The younger children used to maintain some distance
From their father
And the father too used to keep them off
As because the fathers of that age and time
Had been very, very conservative and orthodox,
They used to keep a watch over,
Under strict discipline and moral living,
The building of character was essential.
They were not allowed to sit on the same cot which
The father used to sit,
I mean the children would sit on floor
Or wooden planks,
The father used to give lessons in
Religion, ethics and morality
By quoting from the Ramayana and the Mahabharata.
To talk with the girl was not allowed in small places,
If found talking, the oldie used to scold
As for friendship
With kaamini, kanchan and sura,
Maya and moha,
To abstain from, keep off from these,
Which the younger generation had to follow then
And they dared not go against
As the time had not been in their favour.
Olden-age papa and modern-age papa, the gap in between,
The generation gap,
The old age and the new age,
Do not feel infatuated with Mohini or Kaamini,
Be not attached to, yearn for not,
See not into the eyes of Beauty.
Bend your head down
Just like the Buddha in sadhna
And the dancers passing through,
And you in meditation,
Quite oblivious of.
Fathers olden and oldies, conservative and orthodox,
Outdated and outmoded in their outlook
Talk I, discuss I,
The olden-age fathers
And their behaviours and manners
And life-styles of living and thinking.
Do not sit with me, do not walk with,
When you see persons with,
Keep yourself at a distance,
As you a growing son,
Follow my orders strictly,
Talking not with, getting the words sent across.

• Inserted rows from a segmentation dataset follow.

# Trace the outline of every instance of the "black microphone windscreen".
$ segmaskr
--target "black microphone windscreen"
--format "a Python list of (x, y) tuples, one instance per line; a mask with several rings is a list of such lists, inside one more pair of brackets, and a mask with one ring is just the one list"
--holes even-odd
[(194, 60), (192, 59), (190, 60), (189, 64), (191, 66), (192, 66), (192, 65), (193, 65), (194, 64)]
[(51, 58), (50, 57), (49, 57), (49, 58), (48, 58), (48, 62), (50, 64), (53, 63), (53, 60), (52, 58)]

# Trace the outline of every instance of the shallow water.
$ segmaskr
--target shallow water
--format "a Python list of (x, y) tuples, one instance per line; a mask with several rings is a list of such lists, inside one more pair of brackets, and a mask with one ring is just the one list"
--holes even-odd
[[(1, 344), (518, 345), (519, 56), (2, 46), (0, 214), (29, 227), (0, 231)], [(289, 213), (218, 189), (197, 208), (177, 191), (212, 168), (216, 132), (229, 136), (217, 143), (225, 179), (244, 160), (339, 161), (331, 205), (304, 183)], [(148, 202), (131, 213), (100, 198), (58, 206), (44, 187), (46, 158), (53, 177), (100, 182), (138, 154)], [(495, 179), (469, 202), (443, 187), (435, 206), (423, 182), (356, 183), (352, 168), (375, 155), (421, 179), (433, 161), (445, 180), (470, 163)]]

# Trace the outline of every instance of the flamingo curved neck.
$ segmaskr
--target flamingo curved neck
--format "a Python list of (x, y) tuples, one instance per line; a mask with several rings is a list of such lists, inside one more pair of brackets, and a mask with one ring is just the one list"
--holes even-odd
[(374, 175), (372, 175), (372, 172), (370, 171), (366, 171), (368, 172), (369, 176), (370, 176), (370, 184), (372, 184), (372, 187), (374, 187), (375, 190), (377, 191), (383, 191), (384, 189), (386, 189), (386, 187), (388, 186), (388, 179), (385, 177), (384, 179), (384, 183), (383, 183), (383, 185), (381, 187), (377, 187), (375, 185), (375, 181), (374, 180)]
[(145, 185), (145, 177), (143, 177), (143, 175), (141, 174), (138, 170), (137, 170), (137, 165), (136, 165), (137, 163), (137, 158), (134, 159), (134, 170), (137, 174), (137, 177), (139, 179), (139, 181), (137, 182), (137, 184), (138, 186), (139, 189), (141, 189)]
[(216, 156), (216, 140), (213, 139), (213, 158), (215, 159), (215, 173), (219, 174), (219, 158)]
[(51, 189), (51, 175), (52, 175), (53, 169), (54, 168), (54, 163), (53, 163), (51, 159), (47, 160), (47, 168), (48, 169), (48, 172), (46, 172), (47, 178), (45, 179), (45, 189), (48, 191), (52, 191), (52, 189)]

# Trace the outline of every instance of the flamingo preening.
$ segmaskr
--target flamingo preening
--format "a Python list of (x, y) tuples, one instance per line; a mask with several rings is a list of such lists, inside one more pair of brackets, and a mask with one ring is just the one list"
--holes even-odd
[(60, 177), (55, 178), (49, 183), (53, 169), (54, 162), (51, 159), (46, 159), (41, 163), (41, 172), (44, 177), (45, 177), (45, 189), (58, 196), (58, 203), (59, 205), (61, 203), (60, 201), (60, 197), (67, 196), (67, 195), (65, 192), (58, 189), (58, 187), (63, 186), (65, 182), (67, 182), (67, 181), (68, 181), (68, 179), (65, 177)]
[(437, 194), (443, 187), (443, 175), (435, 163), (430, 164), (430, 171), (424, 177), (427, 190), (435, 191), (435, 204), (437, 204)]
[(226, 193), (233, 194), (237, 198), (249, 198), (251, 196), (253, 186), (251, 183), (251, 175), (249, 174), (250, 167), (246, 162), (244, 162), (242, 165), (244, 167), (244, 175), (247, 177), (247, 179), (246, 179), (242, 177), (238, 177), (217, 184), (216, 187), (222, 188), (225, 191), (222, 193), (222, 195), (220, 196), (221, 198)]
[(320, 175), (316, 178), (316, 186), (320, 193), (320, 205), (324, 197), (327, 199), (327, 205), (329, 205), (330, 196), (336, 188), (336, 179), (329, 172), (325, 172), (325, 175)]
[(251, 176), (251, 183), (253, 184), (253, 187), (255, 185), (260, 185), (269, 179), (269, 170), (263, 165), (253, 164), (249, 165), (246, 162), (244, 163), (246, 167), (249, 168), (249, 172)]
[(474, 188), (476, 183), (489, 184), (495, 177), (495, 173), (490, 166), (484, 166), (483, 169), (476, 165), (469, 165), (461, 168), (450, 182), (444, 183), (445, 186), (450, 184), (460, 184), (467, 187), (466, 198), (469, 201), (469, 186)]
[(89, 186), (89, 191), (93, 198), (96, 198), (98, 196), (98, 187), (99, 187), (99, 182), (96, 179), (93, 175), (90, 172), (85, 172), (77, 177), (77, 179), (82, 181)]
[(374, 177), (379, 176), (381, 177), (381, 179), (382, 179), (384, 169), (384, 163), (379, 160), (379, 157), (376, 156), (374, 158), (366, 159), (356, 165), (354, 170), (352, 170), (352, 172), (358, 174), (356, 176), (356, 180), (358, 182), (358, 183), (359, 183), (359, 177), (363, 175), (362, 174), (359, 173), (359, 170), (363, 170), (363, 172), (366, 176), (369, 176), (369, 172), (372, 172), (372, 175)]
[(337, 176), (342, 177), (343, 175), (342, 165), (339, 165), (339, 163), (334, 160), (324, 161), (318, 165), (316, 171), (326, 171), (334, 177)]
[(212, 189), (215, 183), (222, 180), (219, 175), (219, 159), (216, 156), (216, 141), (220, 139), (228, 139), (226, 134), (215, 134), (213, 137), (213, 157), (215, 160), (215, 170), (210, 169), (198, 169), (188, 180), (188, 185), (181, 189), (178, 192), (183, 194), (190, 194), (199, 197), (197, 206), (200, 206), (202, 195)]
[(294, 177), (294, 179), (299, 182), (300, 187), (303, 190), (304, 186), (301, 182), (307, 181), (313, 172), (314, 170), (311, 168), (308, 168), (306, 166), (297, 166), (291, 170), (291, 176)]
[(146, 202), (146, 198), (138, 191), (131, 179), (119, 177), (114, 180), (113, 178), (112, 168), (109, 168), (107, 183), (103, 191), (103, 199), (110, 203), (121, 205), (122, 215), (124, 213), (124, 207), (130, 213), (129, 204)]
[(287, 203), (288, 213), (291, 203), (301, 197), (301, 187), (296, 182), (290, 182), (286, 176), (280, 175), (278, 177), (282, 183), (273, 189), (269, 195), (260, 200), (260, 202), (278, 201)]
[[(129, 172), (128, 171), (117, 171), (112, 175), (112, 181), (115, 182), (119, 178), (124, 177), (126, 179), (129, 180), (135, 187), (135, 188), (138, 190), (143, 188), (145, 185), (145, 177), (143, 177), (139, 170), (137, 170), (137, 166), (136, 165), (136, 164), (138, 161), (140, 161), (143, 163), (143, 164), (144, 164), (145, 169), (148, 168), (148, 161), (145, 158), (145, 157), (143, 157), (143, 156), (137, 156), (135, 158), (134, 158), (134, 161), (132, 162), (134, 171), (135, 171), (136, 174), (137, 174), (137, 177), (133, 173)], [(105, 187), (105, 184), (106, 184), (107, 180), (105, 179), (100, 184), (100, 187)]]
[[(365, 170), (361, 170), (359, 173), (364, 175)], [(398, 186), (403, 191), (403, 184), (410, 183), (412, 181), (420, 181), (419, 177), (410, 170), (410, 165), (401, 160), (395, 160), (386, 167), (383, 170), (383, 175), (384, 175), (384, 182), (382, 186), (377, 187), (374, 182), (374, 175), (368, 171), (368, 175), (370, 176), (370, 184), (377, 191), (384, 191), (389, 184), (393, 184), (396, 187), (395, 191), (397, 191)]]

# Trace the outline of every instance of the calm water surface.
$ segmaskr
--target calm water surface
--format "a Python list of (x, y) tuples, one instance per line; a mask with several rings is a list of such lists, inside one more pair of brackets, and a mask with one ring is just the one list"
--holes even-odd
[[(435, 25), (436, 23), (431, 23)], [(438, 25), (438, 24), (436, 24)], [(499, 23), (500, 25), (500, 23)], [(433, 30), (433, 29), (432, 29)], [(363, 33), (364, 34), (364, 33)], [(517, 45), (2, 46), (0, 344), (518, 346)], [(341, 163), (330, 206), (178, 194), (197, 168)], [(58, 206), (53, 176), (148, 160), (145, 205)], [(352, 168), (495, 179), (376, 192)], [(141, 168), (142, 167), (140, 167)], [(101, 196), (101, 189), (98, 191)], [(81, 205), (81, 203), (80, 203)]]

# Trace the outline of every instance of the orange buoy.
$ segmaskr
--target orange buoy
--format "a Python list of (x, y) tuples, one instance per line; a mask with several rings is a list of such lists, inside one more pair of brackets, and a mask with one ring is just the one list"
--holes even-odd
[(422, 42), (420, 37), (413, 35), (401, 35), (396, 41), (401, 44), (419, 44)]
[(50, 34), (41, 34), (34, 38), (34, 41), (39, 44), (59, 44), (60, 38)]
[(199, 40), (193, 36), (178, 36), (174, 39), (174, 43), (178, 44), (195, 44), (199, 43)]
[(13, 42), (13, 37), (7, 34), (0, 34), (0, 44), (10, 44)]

But the modern papas, fair and frank,
Just like modern friends, not like the serious oldies,
Hanging, laden and pedantic,
Quoting Baconian epigrams and sayings,
As you sow so you reap,
Morning shows the day,
If character is lost then everything is lost.
But the modern papas friendly and accommodative
Which the sons know it not,
Forget it and turn into bad boys in company,
The spoilt children, hapless addicts
And this is as because the mother will not say anything
And the papa has made them climb up and seated on the head.
The olden-age papas in dhoti and kurta, conservative and orthodox,
Abnormally stern and strict,
Moralistic and disciplined going by the rule,
Bu the modern papas in pants and shirts
But liberal and mixing without a barrier and limit
As for the kids, beards dyed grey and hair black and in golden framed-specs,
Which they understand it not,
Will but in the end, when time will slip out,
And it will not remain anything to do.